We have known since the emergence of the coronavirus that a segment of the adult population of the state could not take measures to mitigate risk to themselves and those around them, but we didn’t think this might be something to discuss at length and that vaccination should be a priority? My intellectually disabled brother who needs prompting to wash his hands after using the bathroom and can barely keep glasses on his face, much less a mask, was failed.
There are other failures in the vaccination of the disabled community. The state has not worked hard enough to make information accessible to all. Having an ASL interpreter at press conferences does not negate the need for conversations about accessible material about the virus and vaccination.
Without a state-run system, vaccination appointments have been a free-for-all. The disabled are less likely to have the tools they would need to make an appointment for themselves. If they can’t understand what a virus is or the necessity of a vaccine, they will need care providers who have the time and resources to take vaccination seriously.
A large number of library computer users are disabled who do not have internet at home. Libraries have been closed for in-person use for much of the pandemic. How will they make online appointments or find out where to be vaccinated? Transportation is also a major hurdle, in rural Idaho especially. Even larger cities like Nampa struggle to meet the public transportation needs of the disabled. I had all of the tools available to me, and it still took dozens of phone calls all around the Treasure Valley to pharmacies asking to be put on no-waste waitlists. This process has failed many.
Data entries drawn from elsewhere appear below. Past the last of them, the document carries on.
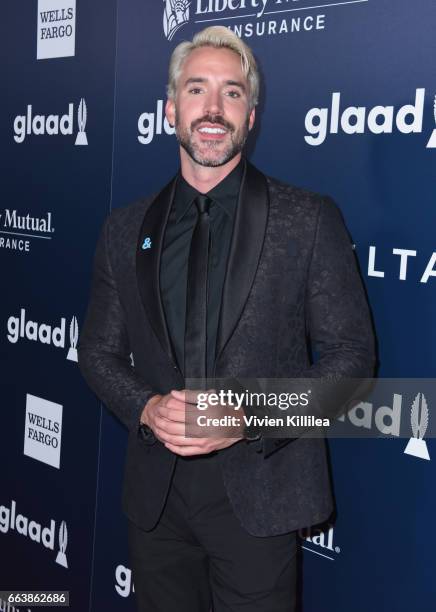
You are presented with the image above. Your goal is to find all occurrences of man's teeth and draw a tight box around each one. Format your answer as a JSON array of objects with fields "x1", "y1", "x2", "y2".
[{"x1": 198, "y1": 128, "x2": 226, "y2": 134}]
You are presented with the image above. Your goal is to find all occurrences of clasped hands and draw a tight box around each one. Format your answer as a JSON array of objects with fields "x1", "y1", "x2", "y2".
[{"x1": 141, "y1": 389, "x2": 244, "y2": 456}]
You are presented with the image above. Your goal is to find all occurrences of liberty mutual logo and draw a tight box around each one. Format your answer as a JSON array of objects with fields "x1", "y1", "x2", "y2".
[{"x1": 163, "y1": 0, "x2": 190, "y2": 40}]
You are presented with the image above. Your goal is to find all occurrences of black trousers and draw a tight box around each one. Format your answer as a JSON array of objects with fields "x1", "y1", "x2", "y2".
[{"x1": 129, "y1": 454, "x2": 297, "y2": 612}]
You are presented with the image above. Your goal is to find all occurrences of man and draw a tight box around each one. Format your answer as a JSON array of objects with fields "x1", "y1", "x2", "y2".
[{"x1": 79, "y1": 27, "x2": 373, "y2": 612}]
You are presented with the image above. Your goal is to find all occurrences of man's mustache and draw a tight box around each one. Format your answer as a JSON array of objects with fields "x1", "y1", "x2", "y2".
[{"x1": 191, "y1": 115, "x2": 235, "y2": 132}]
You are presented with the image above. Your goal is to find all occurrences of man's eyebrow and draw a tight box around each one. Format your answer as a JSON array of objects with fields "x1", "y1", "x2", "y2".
[
  {"x1": 184, "y1": 77, "x2": 207, "y2": 87},
  {"x1": 226, "y1": 80, "x2": 245, "y2": 92},
  {"x1": 184, "y1": 77, "x2": 246, "y2": 92}
]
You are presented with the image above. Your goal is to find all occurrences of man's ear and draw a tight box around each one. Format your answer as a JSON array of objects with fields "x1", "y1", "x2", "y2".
[
  {"x1": 248, "y1": 108, "x2": 256, "y2": 130},
  {"x1": 165, "y1": 99, "x2": 176, "y2": 127}
]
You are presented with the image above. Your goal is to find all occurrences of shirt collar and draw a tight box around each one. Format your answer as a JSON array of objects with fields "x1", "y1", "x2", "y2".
[{"x1": 174, "y1": 158, "x2": 245, "y2": 223}]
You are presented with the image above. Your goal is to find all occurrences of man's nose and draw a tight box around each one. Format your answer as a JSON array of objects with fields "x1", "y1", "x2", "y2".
[{"x1": 204, "y1": 91, "x2": 224, "y2": 115}]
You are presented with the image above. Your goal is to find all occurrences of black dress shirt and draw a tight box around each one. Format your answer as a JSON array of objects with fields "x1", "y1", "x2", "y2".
[{"x1": 160, "y1": 160, "x2": 245, "y2": 376}]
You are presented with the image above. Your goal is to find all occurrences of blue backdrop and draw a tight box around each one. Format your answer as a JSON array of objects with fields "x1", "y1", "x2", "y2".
[{"x1": 0, "y1": 0, "x2": 436, "y2": 612}]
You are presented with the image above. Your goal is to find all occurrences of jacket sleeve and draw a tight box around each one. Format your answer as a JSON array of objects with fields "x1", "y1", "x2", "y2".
[
  {"x1": 263, "y1": 198, "x2": 375, "y2": 456},
  {"x1": 78, "y1": 217, "x2": 155, "y2": 430}
]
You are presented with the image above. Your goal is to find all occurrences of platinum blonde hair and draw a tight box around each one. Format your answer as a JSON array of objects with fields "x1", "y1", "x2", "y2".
[{"x1": 167, "y1": 26, "x2": 260, "y2": 110}]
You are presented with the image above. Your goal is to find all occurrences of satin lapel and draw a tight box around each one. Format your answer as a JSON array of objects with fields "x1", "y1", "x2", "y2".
[
  {"x1": 136, "y1": 178, "x2": 177, "y2": 363},
  {"x1": 216, "y1": 162, "x2": 269, "y2": 359}
]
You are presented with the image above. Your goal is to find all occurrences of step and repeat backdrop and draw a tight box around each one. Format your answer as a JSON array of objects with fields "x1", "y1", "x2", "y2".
[{"x1": 0, "y1": 0, "x2": 436, "y2": 612}]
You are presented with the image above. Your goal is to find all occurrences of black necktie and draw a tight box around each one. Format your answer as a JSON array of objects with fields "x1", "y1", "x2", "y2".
[{"x1": 185, "y1": 195, "x2": 211, "y2": 378}]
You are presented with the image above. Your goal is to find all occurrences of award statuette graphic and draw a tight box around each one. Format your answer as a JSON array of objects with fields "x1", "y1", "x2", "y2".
[
  {"x1": 74, "y1": 98, "x2": 88, "y2": 145},
  {"x1": 163, "y1": 0, "x2": 190, "y2": 40},
  {"x1": 67, "y1": 317, "x2": 79, "y2": 361},
  {"x1": 56, "y1": 521, "x2": 68, "y2": 569},
  {"x1": 427, "y1": 96, "x2": 436, "y2": 149},
  {"x1": 404, "y1": 393, "x2": 430, "y2": 461}
]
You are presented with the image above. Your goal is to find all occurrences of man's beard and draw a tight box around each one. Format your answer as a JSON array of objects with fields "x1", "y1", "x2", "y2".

The vaccine committee was not the only part of the government that failed to appreciate the risks to the disabled. It took a lawsuit by legislators, one of them disabled, for Republican leadership to recognize that legislative processes were putting members with heightened risk for contracting severe disease in a tough position. And yet still a mask is not required inside our Statehouse. As a disabled Idahoan, it would be against my best interest to walk into that building because it is too much for a group of adults to respect other adults enough to wear masks.
Throughout the pandemic there have been significant failures in the way we address the needs of all Idahoans, but particularly the disabled. Addressing future equity is going to require looking at every part of our response to COVID that failed. We cannot have that discussion without first recognizing that we failed the disability community.
Correction: This article has been updated to reflect the date some adults younger than 45 with underlying conditions became eligible for the vaccine: March 29.